As 'Mort' starts, the titular teenager, whose picture is in the dictionary next to both "gangly" and "geek", has been dragged to the local job fair by his father to be shopped off as someone else's assistant. Mort and his father wait until the final stoke of midnight, when a tall and very thin gentlemen -- just bones, no skin -- shows up with the offer of a lifetime: an opportunity to be Death's apprentice. Mort gets the job, but the opportunities for love are more interesting than the chances to deal death.

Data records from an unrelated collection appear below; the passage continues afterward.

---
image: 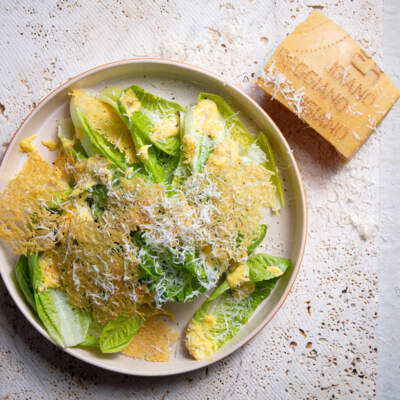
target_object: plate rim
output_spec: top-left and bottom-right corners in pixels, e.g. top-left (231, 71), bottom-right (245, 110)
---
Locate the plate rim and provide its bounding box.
top-left (0, 57), bottom-right (308, 377)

'Mort' extends and finesses the borders and details of Discworld while providing a very straightforward plot that will keep the pages turning relentlessly. Pratchett really lays on the lush language in his wide-angle descriptions of life in Discworld, but focuses most importantly on a limited cast of characters, bringing the reader even into the heart of Death himself. Pratchett manages to do all this without even really having a specific antagonist beyond the circumstances created by the characters as they make one ill-informed choice after another. As Mort learns the trade, he grows in ways both good and ill. Death experiences his own version of humanity, while his adopted daughter, Ysabel and Death's chief cook and bottle washer, Albert, find their way towards a destiny inside, not outside of time.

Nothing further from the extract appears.